Tuesday, August 07, 2012

In my new agenda, Tuesdays are Home days - except that today I HAVE to get to the grocery store and pet store for food - after Mondays being Neale Woods days. Tomorrow is Joslyn Art Museum day, then Thursday's another footloose/home/whatever day. This Friday I'm not going to let anything stop me from getting to the zoo.

This frenzy of activity (that's a mild joke) is a result of some slow-cooking thoughts and feelings I've been evolving through over the past few months. I think from the moment I realized I'd been nesting, things have been shifting around in the back of my head, or the pit of my stomach, or wherever, and slowly I've been coming back into the world and away from the profound isolation and physical inertia I enjoyed for all those months. And I really DID enjoy them.
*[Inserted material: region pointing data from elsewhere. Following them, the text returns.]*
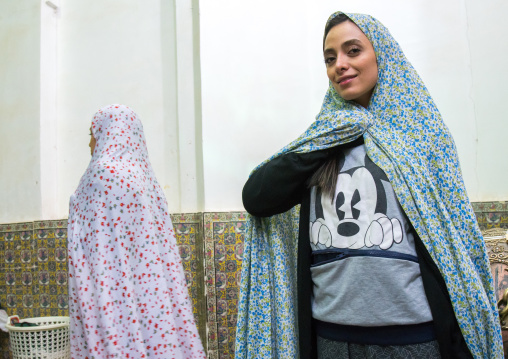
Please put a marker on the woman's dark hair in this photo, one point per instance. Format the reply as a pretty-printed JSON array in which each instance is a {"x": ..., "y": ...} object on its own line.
[
  {"x": 326, "y": 177},
  {"x": 339, "y": 19}
]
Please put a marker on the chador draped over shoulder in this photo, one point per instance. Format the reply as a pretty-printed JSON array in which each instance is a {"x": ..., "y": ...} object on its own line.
[
  {"x": 128, "y": 295},
  {"x": 404, "y": 135}
]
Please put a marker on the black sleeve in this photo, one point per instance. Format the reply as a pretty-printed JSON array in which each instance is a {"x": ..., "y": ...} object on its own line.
[{"x": 279, "y": 184}]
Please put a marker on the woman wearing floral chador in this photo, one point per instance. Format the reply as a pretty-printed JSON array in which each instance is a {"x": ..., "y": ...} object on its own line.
[
  {"x": 128, "y": 295},
  {"x": 361, "y": 240}
]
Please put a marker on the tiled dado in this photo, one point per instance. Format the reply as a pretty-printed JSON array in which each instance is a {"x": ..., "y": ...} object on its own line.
[
  {"x": 33, "y": 269},
  {"x": 491, "y": 214}
]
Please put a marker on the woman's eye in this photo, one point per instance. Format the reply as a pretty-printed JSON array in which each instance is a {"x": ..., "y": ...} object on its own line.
[
  {"x": 329, "y": 60},
  {"x": 354, "y": 51}
]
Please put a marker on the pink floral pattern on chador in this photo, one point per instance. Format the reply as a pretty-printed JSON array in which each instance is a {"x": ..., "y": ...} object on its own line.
[{"x": 128, "y": 295}]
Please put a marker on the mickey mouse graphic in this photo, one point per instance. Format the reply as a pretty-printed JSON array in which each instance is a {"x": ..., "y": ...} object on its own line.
[{"x": 357, "y": 215}]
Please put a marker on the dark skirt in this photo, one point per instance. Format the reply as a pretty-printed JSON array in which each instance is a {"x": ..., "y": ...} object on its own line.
[{"x": 329, "y": 349}]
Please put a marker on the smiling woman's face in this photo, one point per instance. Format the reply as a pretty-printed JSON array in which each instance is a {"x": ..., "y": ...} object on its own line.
[
  {"x": 351, "y": 63},
  {"x": 92, "y": 142}
]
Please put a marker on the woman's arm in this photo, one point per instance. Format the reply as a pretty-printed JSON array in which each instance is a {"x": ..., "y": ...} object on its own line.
[{"x": 280, "y": 184}]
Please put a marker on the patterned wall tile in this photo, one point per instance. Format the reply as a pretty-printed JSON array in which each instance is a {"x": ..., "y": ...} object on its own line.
[
  {"x": 189, "y": 236},
  {"x": 51, "y": 297},
  {"x": 491, "y": 214},
  {"x": 224, "y": 237},
  {"x": 17, "y": 268}
]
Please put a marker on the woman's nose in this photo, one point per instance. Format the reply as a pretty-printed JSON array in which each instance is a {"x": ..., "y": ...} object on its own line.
[{"x": 342, "y": 63}]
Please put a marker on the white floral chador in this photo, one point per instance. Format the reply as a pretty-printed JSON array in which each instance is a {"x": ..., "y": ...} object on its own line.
[{"x": 128, "y": 295}]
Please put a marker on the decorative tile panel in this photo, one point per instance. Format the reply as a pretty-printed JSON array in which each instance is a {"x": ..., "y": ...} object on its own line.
[
  {"x": 491, "y": 214},
  {"x": 189, "y": 237},
  {"x": 224, "y": 237},
  {"x": 33, "y": 269}
]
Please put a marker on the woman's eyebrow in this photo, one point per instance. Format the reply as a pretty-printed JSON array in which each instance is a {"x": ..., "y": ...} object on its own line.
[
  {"x": 352, "y": 42},
  {"x": 344, "y": 44}
]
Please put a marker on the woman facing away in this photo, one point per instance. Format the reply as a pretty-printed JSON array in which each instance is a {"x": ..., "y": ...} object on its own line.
[
  {"x": 383, "y": 257},
  {"x": 128, "y": 295}
]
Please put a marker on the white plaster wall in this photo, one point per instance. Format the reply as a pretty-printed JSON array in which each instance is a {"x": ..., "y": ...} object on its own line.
[
  {"x": 263, "y": 81},
  {"x": 488, "y": 30},
  {"x": 19, "y": 110},
  {"x": 110, "y": 52}
]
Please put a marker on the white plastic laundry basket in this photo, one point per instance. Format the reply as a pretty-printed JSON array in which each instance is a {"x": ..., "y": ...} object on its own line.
[{"x": 48, "y": 340}]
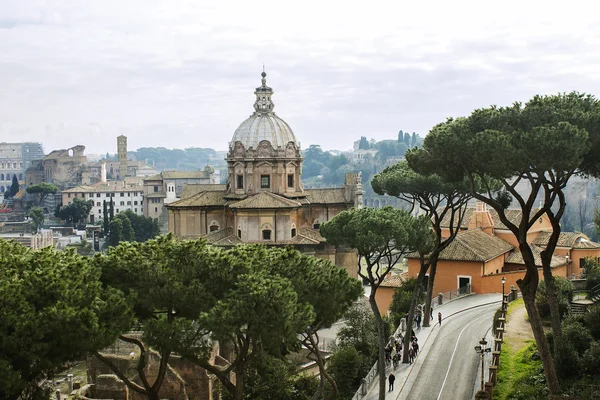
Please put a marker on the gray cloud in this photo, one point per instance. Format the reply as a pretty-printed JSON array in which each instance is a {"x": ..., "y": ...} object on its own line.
[{"x": 181, "y": 76}]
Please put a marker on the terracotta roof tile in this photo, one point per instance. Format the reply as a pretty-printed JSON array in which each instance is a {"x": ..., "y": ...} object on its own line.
[
  {"x": 109, "y": 187},
  {"x": 265, "y": 200},
  {"x": 567, "y": 239},
  {"x": 473, "y": 245},
  {"x": 202, "y": 199},
  {"x": 513, "y": 215},
  {"x": 515, "y": 257},
  {"x": 190, "y": 189},
  {"x": 326, "y": 196},
  {"x": 312, "y": 234},
  {"x": 156, "y": 195},
  {"x": 394, "y": 281}
]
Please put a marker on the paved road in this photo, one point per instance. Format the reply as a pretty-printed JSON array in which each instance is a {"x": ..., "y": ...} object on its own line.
[{"x": 451, "y": 368}]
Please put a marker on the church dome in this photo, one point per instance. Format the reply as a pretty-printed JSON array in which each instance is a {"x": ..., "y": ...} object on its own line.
[{"x": 263, "y": 124}]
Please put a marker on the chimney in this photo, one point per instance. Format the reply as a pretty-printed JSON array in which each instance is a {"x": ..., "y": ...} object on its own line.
[{"x": 103, "y": 171}]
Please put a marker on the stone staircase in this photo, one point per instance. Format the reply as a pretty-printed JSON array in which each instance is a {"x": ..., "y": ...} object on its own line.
[
  {"x": 580, "y": 305},
  {"x": 577, "y": 308}
]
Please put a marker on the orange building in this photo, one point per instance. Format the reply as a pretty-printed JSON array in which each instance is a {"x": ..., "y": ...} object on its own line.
[
  {"x": 385, "y": 291},
  {"x": 485, "y": 250}
]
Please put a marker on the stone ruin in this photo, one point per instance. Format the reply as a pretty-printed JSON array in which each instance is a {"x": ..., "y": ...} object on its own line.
[{"x": 183, "y": 380}]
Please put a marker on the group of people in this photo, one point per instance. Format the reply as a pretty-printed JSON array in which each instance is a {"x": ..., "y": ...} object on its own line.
[{"x": 393, "y": 351}]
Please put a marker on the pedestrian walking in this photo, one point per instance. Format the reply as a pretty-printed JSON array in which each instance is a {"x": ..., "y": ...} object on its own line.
[{"x": 416, "y": 348}]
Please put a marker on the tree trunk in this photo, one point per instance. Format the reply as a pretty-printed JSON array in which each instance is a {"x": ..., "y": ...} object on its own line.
[
  {"x": 411, "y": 314},
  {"x": 429, "y": 299},
  {"x": 528, "y": 289},
  {"x": 552, "y": 296},
  {"x": 381, "y": 337},
  {"x": 313, "y": 347},
  {"x": 239, "y": 382}
]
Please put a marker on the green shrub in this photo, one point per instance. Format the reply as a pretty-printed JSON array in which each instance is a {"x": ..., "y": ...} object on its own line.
[
  {"x": 567, "y": 360},
  {"x": 590, "y": 362},
  {"x": 577, "y": 334},
  {"x": 592, "y": 321},
  {"x": 344, "y": 367},
  {"x": 563, "y": 287}
]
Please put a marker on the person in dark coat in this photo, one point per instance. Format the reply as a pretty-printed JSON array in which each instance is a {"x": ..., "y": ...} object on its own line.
[{"x": 411, "y": 355}]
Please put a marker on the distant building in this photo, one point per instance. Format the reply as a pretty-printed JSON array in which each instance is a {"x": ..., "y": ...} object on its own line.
[
  {"x": 15, "y": 158},
  {"x": 134, "y": 169},
  {"x": 64, "y": 168},
  {"x": 264, "y": 200},
  {"x": 167, "y": 186},
  {"x": 122, "y": 156},
  {"x": 128, "y": 195}
]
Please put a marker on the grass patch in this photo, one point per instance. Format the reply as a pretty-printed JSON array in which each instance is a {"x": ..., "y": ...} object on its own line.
[
  {"x": 520, "y": 374},
  {"x": 512, "y": 306}
]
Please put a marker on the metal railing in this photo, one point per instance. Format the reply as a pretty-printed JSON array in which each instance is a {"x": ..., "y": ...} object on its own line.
[
  {"x": 373, "y": 372},
  {"x": 585, "y": 391}
]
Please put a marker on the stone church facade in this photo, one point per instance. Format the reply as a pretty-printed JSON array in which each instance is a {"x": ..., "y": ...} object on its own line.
[{"x": 264, "y": 200}]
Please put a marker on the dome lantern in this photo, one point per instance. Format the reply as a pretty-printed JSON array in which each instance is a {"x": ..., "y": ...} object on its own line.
[
  {"x": 263, "y": 124},
  {"x": 263, "y": 93}
]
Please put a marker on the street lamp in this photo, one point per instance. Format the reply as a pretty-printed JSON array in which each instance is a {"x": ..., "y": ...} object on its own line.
[{"x": 482, "y": 349}]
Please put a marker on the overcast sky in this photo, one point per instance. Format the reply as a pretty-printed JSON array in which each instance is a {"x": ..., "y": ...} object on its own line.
[{"x": 182, "y": 73}]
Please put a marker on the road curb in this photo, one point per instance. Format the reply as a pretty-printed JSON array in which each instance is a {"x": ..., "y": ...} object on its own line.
[{"x": 427, "y": 340}]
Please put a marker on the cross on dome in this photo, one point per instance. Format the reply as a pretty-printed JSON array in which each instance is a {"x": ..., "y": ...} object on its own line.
[{"x": 263, "y": 103}]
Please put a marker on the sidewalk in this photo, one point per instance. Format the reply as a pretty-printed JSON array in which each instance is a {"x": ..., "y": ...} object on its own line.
[{"x": 406, "y": 373}]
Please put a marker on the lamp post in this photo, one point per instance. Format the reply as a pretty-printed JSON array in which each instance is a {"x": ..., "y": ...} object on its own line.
[{"x": 482, "y": 349}]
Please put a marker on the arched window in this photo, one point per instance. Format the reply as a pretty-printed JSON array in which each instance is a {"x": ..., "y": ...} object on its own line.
[
  {"x": 294, "y": 231},
  {"x": 267, "y": 231}
]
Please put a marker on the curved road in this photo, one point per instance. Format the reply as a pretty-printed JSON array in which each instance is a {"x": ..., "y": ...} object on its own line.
[{"x": 451, "y": 369}]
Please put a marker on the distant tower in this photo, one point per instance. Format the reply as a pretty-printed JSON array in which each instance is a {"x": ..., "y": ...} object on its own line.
[{"x": 122, "y": 155}]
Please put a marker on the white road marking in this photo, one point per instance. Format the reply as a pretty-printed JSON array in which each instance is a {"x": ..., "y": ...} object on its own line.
[{"x": 454, "y": 352}]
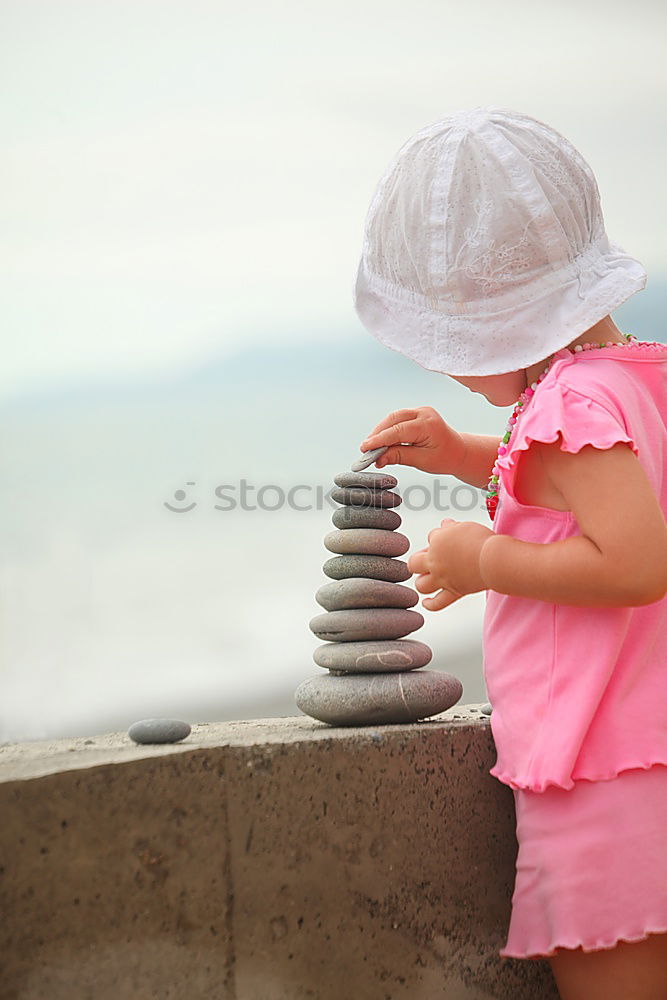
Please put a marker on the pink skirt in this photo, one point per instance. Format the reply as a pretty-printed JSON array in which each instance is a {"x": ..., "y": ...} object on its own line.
[{"x": 591, "y": 869}]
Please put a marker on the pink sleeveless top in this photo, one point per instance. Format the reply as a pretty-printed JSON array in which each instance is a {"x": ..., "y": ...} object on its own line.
[{"x": 580, "y": 692}]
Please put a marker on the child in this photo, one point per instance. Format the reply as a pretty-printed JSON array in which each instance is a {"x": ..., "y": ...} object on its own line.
[{"x": 485, "y": 258}]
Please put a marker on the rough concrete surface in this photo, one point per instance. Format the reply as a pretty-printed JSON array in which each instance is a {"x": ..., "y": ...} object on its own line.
[{"x": 269, "y": 859}]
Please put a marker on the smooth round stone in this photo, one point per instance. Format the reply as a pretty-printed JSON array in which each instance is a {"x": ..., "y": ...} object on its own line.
[
  {"x": 361, "y": 496},
  {"x": 365, "y": 623},
  {"x": 368, "y": 457},
  {"x": 374, "y": 567},
  {"x": 377, "y": 699},
  {"x": 360, "y": 592},
  {"x": 158, "y": 731},
  {"x": 371, "y": 480},
  {"x": 373, "y": 657},
  {"x": 366, "y": 517},
  {"x": 367, "y": 541}
]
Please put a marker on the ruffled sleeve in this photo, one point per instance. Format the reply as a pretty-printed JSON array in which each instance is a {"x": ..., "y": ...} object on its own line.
[{"x": 557, "y": 409}]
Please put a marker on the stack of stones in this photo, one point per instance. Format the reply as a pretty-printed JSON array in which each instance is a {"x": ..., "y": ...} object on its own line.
[{"x": 373, "y": 672}]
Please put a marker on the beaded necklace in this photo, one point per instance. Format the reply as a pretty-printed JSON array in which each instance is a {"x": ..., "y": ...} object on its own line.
[{"x": 494, "y": 481}]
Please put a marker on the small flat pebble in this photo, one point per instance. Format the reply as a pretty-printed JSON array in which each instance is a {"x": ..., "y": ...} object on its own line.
[
  {"x": 368, "y": 457},
  {"x": 367, "y": 541},
  {"x": 158, "y": 731},
  {"x": 365, "y": 623},
  {"x": 360, "y": 592},
  {"x": 374, "y": 567},
  {"x": 361, "y": 496},
  {"x": 372, "y": 699},
  {"x": 370, "y": 480},
  {"x": 373, "y": 657},
  {"x": 366, "y": 517}
]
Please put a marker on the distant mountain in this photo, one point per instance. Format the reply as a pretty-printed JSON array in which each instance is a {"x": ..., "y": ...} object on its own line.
[{"x": 333, "y": 359}]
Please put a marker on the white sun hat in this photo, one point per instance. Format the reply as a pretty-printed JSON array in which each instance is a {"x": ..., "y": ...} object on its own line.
[{"x": 484, "y": 247}]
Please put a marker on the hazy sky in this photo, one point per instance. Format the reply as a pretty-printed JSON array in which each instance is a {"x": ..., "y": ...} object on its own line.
[{"x": 179, "y": 176}]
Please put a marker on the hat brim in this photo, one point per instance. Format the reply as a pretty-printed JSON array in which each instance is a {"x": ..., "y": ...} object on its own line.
[{"x": 457, "y": 341}]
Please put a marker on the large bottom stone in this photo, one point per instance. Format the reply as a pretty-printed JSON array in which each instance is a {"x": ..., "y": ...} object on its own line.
[
  {"x": 377, "y": 699},
  {"x": 376, "y": 657}
]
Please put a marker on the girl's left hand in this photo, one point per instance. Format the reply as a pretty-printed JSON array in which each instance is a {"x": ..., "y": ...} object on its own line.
[{"x": 450, "y": 562}]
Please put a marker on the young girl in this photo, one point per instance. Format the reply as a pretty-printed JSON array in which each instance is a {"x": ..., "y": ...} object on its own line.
[{"x": 485, "y": 257}]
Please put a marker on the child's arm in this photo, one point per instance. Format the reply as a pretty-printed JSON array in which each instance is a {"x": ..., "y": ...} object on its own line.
[{"x": 620, "y": 558}]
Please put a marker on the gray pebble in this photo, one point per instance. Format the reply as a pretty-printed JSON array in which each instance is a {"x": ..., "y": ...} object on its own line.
[
  {"x": 360, "y": 496},
  {"x": 371, "y": 480},
  {"x": 367, "y": 541},
  {"x": 368, "y": 457},
  {"x": 360, "y": 592},
  {"x": 373, "y": 657},
  {"x": 372, "y": 699},
  {"x": 357, "y": 624},
  {"x": 375, "y": 567},
  {"x": 366, "y": 517},
  {"x": 158, "y": 731}
]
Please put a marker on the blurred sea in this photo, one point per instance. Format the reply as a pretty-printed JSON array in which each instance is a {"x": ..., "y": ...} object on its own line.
[{"x": 114, "y": 608}]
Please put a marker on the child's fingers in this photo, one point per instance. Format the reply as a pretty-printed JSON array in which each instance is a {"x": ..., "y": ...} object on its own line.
[
  {"x": 393, "y": 418},
  {"x": 404, "y": 432}
]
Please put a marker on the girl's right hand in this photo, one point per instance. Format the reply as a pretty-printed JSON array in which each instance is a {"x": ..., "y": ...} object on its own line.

I'm an introvert, which to me means that prolonged contact with other people, no matter how beloved and no matter how much fun we're having, is an energy drain. Extroverts, in this definition, are people who are energized by human company. It has been tremendously enjoyable, my solitude, all these months. And now I'm more or less recharged, and looking forward to gettin' out amongst 'em a little more.


My years in AA taught me that self-isolation is a dangerous thing for an alcoholic, and so I have been trying to pay attention to whether my inner life feels OK, not afraid, not unwell, or unhealthy in some way. I think I've avoided that, with a little help from my friends and family. I've be re-learning to trust my own instincts, particularly about when the time is right to do certain things, such as, getting rid of a memory-packed object around the house that I really have no other use for. I've found that in such cases when I turn my thought to selling it or giving it away, if resistance rises up in me (I feel it like a wall going up in the pit of my stomach), if I drop the idea and get on with life, eventually - maybe after months and months - the time comes when it's OK to get rid of the thing. To say good-bye to the object knowing the memory will stay with me (and not take up any room in the house!).

This means my house and my life progress very slowly sometimes, but after a lifetime of following other people's rules and commands and requests, I'm learning to follow my own lead now. It seems to be taking me good places so I'll continue. It is taking me a long time to get used to this life of truly being independent. It's a good process, and now I'm enjoying it. I am so very lucky.